In his Der Vollkommene Capellmeister (Hamburg, 1739), Johann Mattheson wrote of the bourrée, “its distinguishing feature resides in contentment and a pleasant demeanor, at the same time it is somewhat carefree and relaxed, a little indolent and easygoing, though not disagreeable”.

Johann Sebastian Bach often used the bourrée in his suites as one of the optional dance movements that come after the saraband but before the gigue, and he also wrote two short bourrées in his Notebook for Anna Magdalena Bach. That in his Lute Suite in E Minor (BWV 996) is especially popular. Handel wrote several bourrées in his solo chamber sonatas (for example the fourth movement of his Oboe sonata in C minor); however, perhaps his best-known is the seventh movement of the Water Music suite. In the 19th century Frédéric Chopin and Emmanuel Chabrier wrote bourrées for the piano (such as the latter’s Bourrée Fantasque, composed 1891). The Victorian English composer, Sir Hubert Parry included a bourrée in his Lady Radnor Suite (1894).

The bourrée has been used by a number of pop and rock music bands, particularly Bach E Minor Bourrée for the Lute.
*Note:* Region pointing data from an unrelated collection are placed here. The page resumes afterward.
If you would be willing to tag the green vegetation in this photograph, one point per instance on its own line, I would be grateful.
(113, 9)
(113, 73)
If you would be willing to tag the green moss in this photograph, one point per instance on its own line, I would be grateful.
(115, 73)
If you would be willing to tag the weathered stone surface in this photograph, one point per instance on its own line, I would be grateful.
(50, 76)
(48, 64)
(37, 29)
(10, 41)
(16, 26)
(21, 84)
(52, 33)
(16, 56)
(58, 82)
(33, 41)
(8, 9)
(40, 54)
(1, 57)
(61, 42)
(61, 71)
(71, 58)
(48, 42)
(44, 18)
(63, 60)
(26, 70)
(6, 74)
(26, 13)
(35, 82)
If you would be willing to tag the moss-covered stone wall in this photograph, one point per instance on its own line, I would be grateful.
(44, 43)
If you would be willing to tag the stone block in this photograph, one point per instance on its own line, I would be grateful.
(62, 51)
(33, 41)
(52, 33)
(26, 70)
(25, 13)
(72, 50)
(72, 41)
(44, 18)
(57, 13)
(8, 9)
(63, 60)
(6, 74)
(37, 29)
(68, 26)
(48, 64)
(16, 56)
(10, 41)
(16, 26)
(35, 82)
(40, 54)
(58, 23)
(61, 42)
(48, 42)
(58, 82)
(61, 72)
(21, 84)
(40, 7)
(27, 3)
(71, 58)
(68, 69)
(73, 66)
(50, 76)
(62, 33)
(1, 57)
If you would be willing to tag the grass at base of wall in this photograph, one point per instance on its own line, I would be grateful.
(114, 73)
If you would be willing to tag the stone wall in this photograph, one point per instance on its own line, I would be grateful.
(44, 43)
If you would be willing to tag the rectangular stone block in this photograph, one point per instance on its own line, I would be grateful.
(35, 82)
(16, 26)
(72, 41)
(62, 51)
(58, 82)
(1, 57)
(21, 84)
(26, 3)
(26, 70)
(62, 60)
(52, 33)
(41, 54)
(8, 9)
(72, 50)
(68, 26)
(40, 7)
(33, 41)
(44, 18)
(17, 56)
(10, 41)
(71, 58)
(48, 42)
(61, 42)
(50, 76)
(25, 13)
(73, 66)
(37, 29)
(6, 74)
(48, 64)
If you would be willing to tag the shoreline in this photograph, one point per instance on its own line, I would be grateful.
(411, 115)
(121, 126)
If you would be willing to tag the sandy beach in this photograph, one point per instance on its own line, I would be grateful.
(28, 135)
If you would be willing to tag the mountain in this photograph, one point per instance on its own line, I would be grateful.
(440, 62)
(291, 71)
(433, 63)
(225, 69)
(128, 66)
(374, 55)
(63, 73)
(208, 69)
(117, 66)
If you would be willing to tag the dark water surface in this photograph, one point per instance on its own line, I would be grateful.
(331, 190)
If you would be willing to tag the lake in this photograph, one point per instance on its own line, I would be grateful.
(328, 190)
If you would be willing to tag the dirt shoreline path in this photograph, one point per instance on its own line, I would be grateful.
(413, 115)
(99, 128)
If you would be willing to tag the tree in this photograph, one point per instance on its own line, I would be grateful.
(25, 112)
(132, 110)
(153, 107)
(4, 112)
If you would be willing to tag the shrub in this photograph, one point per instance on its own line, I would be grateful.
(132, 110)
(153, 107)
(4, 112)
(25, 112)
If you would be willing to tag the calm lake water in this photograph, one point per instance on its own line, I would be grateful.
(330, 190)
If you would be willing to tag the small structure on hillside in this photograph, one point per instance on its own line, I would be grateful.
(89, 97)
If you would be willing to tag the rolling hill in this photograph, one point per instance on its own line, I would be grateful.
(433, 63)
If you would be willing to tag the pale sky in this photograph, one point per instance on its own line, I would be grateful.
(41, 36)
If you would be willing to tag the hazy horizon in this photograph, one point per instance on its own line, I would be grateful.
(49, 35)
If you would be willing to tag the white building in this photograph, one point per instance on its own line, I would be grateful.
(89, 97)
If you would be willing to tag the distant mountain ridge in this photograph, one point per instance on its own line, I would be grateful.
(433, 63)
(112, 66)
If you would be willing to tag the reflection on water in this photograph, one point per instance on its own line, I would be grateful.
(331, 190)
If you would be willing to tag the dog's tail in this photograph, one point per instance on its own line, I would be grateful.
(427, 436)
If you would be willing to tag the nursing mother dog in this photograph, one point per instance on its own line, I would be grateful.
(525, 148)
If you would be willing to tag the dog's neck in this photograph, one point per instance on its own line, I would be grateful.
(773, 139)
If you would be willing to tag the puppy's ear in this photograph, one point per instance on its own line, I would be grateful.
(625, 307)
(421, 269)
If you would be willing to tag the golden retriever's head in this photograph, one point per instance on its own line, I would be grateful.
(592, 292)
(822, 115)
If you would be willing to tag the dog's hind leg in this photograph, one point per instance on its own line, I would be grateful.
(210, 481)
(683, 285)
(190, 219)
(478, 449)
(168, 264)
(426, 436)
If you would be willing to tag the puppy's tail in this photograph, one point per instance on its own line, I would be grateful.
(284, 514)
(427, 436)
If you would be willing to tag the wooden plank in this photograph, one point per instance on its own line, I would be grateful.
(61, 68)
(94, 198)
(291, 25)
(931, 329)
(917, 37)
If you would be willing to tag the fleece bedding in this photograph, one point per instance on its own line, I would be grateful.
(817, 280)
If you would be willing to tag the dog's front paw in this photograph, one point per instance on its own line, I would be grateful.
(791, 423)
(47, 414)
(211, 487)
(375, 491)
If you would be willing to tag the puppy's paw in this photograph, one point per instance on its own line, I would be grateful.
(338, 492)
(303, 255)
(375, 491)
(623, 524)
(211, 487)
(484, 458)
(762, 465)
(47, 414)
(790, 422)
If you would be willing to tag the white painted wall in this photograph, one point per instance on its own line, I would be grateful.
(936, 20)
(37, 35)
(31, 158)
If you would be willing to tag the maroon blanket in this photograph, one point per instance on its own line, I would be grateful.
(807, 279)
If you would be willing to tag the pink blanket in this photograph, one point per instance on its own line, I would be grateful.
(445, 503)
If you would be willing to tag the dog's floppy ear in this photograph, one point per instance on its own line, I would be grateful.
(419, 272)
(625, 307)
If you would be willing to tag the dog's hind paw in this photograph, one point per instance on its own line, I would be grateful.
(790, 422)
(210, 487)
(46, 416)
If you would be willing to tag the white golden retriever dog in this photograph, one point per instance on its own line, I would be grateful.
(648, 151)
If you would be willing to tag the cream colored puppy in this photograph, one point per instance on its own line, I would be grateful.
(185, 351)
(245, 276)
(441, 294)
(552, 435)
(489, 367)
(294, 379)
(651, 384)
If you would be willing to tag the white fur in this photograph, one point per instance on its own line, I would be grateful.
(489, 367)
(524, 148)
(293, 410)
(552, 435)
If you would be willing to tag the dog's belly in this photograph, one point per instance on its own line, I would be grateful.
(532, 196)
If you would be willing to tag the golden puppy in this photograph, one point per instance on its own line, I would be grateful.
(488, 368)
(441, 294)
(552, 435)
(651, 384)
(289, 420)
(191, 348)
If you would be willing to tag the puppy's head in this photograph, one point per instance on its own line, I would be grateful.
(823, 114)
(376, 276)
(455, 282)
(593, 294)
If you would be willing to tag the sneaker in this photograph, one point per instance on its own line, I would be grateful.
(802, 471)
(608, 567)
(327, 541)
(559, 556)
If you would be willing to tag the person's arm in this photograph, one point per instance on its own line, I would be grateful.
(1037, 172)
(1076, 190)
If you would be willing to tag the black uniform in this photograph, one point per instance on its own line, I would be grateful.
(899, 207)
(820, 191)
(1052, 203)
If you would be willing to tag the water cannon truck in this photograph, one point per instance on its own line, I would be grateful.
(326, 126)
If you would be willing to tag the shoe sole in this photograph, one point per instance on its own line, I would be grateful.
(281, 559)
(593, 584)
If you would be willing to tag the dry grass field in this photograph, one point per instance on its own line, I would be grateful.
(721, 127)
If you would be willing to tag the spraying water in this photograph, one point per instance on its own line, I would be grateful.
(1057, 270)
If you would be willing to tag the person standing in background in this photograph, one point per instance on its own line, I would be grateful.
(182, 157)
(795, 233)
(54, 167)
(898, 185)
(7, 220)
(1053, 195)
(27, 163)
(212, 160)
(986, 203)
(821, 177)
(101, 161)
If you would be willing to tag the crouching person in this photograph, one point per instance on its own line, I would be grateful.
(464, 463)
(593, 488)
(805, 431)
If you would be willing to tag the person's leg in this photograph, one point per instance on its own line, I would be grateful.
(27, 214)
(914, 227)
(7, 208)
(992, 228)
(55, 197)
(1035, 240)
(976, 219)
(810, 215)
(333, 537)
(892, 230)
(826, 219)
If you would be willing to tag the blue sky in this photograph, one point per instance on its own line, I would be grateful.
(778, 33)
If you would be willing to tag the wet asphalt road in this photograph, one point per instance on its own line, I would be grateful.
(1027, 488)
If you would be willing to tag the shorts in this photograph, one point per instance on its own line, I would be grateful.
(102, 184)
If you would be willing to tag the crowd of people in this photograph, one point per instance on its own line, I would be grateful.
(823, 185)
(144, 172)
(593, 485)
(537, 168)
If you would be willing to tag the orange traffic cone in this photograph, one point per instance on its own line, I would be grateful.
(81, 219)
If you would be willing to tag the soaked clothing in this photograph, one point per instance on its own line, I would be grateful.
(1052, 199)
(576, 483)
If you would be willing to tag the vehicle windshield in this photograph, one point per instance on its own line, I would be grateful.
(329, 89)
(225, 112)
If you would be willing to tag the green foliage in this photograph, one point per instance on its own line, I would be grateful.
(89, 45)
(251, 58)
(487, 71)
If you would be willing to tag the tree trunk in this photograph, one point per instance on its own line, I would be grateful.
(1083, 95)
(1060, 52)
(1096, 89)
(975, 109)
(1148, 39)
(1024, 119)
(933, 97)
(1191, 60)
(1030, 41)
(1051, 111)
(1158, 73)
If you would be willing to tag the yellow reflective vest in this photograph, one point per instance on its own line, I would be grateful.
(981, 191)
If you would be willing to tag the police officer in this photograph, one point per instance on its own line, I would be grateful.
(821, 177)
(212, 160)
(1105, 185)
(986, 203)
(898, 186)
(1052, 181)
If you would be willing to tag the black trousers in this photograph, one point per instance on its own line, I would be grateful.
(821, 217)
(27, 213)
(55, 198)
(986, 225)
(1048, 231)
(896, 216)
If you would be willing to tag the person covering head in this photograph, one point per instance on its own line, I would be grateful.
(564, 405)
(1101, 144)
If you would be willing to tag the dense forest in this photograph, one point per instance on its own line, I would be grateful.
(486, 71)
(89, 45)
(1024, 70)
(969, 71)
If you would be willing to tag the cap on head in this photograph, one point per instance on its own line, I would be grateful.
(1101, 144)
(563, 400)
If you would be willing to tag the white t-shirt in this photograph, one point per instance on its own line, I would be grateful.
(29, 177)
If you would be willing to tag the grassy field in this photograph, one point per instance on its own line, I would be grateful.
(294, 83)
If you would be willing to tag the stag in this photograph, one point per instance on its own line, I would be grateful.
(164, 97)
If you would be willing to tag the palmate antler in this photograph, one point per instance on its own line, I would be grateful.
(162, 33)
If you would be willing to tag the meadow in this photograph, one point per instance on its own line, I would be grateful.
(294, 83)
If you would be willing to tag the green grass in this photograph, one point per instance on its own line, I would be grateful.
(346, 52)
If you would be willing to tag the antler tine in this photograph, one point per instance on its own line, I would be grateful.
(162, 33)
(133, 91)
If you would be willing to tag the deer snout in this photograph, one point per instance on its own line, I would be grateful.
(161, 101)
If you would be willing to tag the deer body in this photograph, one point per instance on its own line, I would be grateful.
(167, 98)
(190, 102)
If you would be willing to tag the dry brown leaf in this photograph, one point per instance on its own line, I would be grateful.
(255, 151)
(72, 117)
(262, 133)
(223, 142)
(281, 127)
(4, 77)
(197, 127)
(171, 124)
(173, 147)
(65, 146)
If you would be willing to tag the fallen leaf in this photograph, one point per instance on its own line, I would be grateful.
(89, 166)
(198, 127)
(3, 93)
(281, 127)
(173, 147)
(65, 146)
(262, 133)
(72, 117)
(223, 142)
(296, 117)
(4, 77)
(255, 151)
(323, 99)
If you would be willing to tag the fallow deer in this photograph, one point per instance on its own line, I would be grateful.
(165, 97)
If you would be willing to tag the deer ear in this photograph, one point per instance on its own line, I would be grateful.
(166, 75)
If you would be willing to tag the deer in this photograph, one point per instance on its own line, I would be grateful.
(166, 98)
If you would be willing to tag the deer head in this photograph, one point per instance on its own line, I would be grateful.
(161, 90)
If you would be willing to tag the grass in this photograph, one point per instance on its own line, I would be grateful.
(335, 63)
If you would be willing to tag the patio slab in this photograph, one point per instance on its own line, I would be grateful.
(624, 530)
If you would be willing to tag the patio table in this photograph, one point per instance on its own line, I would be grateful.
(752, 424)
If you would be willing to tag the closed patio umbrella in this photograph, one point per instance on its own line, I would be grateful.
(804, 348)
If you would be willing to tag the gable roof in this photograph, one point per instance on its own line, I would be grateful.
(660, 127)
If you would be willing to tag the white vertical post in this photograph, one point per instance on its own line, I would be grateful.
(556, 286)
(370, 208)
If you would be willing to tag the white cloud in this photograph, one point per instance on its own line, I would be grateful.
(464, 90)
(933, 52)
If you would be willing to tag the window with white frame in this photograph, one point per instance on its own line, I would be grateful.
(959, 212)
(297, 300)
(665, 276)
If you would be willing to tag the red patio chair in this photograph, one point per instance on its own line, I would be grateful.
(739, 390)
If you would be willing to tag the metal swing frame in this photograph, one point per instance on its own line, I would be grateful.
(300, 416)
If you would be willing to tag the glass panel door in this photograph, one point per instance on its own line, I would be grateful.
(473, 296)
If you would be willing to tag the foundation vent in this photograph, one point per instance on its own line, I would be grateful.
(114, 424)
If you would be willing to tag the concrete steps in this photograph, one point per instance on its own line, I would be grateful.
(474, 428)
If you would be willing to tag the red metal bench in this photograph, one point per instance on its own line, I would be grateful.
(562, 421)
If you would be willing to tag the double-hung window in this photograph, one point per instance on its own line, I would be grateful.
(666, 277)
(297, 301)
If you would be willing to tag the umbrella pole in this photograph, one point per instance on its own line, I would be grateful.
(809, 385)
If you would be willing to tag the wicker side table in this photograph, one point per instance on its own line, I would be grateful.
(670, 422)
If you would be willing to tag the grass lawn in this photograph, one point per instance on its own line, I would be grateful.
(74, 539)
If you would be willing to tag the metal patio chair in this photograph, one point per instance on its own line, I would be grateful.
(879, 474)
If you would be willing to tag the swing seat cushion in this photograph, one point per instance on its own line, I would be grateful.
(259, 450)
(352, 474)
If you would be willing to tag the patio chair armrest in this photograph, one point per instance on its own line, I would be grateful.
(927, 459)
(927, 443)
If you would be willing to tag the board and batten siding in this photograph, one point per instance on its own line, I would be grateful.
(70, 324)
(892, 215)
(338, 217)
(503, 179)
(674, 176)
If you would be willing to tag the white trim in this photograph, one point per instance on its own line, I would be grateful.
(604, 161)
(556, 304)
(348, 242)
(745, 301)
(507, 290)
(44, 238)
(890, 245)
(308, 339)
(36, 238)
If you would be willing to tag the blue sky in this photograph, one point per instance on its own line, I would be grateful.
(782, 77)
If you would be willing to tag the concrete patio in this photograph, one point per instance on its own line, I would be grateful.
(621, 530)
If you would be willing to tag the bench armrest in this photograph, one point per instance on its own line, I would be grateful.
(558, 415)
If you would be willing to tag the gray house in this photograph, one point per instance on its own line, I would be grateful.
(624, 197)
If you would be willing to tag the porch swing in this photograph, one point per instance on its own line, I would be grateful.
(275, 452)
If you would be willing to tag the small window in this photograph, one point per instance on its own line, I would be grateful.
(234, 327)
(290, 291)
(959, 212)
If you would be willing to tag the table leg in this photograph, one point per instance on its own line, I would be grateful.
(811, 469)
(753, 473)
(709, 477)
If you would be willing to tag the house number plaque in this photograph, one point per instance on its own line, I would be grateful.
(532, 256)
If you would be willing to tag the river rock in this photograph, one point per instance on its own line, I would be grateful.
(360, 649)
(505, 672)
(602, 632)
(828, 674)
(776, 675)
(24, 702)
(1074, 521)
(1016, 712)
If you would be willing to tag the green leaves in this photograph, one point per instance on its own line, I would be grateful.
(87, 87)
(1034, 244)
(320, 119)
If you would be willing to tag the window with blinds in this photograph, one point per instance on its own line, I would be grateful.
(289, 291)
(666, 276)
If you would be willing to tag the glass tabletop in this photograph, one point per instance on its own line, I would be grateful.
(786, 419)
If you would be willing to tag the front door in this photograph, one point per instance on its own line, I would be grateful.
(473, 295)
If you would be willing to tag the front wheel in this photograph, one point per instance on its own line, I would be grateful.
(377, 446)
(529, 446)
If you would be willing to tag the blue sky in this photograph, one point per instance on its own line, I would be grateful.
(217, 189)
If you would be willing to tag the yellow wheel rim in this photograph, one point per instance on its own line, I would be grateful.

In 1969 both Bakerloo and Jethro Tull released versions of this, the former as a single, “Drivin’ Bachwards”, on Harvest Records (HAR 5004) in July and on their self-titled debut album (Harvest SHVL 762) the following December, the latter on their August album Stand Up. Paul McCartney also stated that the Beatles had known the tune for a long time and that it had inspired his song Blackbird.

Jimmy Page of Led Zeppelin often played the opening section of Bourrée in E minor as part of the solo of a live performance of Heartbreaker, and he has also described the acoustic guitar and recorder intro to Zeppelin’s Stairway to Heaven as “a poor man’s bourrée”. Tenacious D play a short rendering in “Rock Your Socks” on their eponymous album and in “Classico” on their second album. Rock guitarist Blues Saraceno plays a jazz version in the beginning and end of the track “Bouree” on his third album, Hairpick.